Suppose we want to show that $$ n! \sim \sqrt{2 \pi} n^{n+(1/2)}e^{-n}$$
Instead we could show that $$\lim_{n \to \infty} \frac{n!}{n^{n+(1/2)}e^{-n}} = C$$ where $C$ is a constant. Maybe $C = \sqrt{2 \pi}$.
What is a good way of doing this? Could we use L'Hopital's Rule? Or maybe take the log of both sides (e.g., compute the limit of the log of the quantity)? So for example do the following $$\lim_{n \to \infty} \log \left[\frac{n!}{n^{n+(1/2)}e^{-n}} \right] = \log C$$
On
Inspired by the two references below, here's a short proof stripped of motivation and details.
For $t>0$, define
$$ g_t(y) = \begin{cases} \displaystyle \left(1+\frac{y}{\sqrt{t}}\right)^{\!t} \,e^{-y\sqrt{t}} & \text{if } y>-\sqrt{t}, \\ 0 & \text{otherwise}. \end{cases} $$
It is not hard to show that $t\mapsto g_t(y)$ is decreasing for $y\geq 0$ and increasing for $y\leq 0$. The limit is $g_\infty(y)=\exp(-y^2/2)$, so monotone convergence gives
$$ \lim_{t\to\infty}\int_{-\infty}^\infty g_t(y)\,dy = \int_{-\infty}^\infty \exp(-y^2/2)\,dy = \sqrt{2\pi}. $$
Use the change of variables $x=y\sqrt{t}+t$ to get
$$ t! = \int_0^\infty x^t e^{-x}\,dx = \left(\frac{t}{e}\right)^t \sqrt{t} \int_{-\infty}^\infty g_t(y)\,dy. $$
References:
[1] J.M. Patin, A very short proof of Stirling's formula, American Mathematical Monthly 96 (1989), 41-42.
[2] Reinhard Michel, The $(n+1)$th proof of Stirling's formula, American Mathematical Monthly 115 (2008), 844-845.
On
Depending on one's preferences, one might care that it is possible to understand Stirling's formula (perhaps really due to Laplace?) in a usefully more general context, namely, as an example of a "Laplace's method" or "stationary phase" sort of treatment of asymptotics of integrals.
This is available on-line on my page https://www-users.cse.umn.edu/~garrett/m/v/, with the file being https://www-users.cse.umn.edu/~garrett/m/v/basic_asymptotics.pdf
One might object to certain very-classical treatments which make Gamma appear as a singular thing.
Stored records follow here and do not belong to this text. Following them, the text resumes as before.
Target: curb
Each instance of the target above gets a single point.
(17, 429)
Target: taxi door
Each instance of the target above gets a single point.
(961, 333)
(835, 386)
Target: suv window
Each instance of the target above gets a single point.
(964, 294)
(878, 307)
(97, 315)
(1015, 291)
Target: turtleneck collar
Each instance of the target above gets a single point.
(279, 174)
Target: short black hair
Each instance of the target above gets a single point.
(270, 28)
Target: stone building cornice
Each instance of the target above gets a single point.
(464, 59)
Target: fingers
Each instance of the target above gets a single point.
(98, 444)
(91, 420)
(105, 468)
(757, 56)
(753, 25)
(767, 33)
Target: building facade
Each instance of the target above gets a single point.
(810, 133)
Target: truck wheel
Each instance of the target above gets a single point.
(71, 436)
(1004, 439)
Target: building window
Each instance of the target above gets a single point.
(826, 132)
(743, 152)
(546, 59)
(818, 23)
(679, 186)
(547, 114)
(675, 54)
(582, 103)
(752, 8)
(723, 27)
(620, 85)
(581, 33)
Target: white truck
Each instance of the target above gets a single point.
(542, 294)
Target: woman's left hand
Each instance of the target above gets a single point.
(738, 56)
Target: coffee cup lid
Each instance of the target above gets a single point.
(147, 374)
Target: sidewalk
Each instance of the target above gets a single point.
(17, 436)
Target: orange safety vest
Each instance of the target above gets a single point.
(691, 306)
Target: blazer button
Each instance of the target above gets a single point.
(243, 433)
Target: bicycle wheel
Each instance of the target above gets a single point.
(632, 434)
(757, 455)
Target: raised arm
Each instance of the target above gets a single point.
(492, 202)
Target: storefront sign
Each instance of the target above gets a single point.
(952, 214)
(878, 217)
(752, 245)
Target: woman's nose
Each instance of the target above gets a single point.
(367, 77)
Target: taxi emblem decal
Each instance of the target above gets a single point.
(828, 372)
While I agree that it is of singular importance in applications within and without mathematics, the means of establishing its asymptotics are not.
On
Instead of a proof, how about a string of hints? This comes from Maxwell Rosenlicht's Introduction to Analysis (a great little easy-to-read text which is dirt cheap -- it's a Dover paperback).
Chapter VI: Problem #22 Show that for $n=1,2,3,\dots$ we have that $$ 1+\frac{1}{2}+\frac{1}{3}+\cdots+\frac{1}{n}-\ln(n)$$ is positive and it decreases as $n$ increases. Thus this converges to a number between 0 and 1 (Euler's constant).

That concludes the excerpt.